I believe the problem is that r31 (which is used to point to the next free space in the minor heap) was not kept 8-byte aligned. This resulted in subtle minor heap corruption. This is the patch I am testing: diff --git a/asmcomp/power64/emit.mlp b/asmcomp/power64/emit.mlp index ba54e99..42f585d 100644 --- a/asmcomp/power64/emit.mlp +++ b/asmcomp/power64/emit.mlp @@ -607,7 +607,7 @@ let rec emit_instr i dslot = ` bge {emit_label lbl}\n`; record_frame i.live; ` bl {emit_label !call_gc_label}\n`; (* Must be 4 insns to restart *) - `{emit_label lbl}: addi {emit_reg i.res.(0)}, {emit_gpr 31}, 4\n` + `{emit_label lbl}: addi {emit_reg i.res.(0)}, {emit_gpr 31}, {emit_int size_addr}\n` | Lop(Iintop Isub) -> (* subfc has swapped arguments *) ` subfc {emit_reg i.res.(0)}, {emit_reg i.arg.(1)}, {emit_reg i.arg.(0)}\n` | Lop(Iintop Imod) ->
The patch above fixes all observed instances of this bug.

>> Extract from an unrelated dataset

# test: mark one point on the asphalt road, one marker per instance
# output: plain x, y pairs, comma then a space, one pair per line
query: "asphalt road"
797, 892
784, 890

I have added it to OCaml 3.12.1-12.
ocaml-3.12.1-12.fc17 has been submitted as an update for Fedora 17. https://admin.fedoraproject.org/updates/ocaml-3.12.1-12.fc17
ocaml-3.12.1-12.fc17 has been pushed to the Fedora 17 stable repository. If problems still persist, please make note of it in this bug report.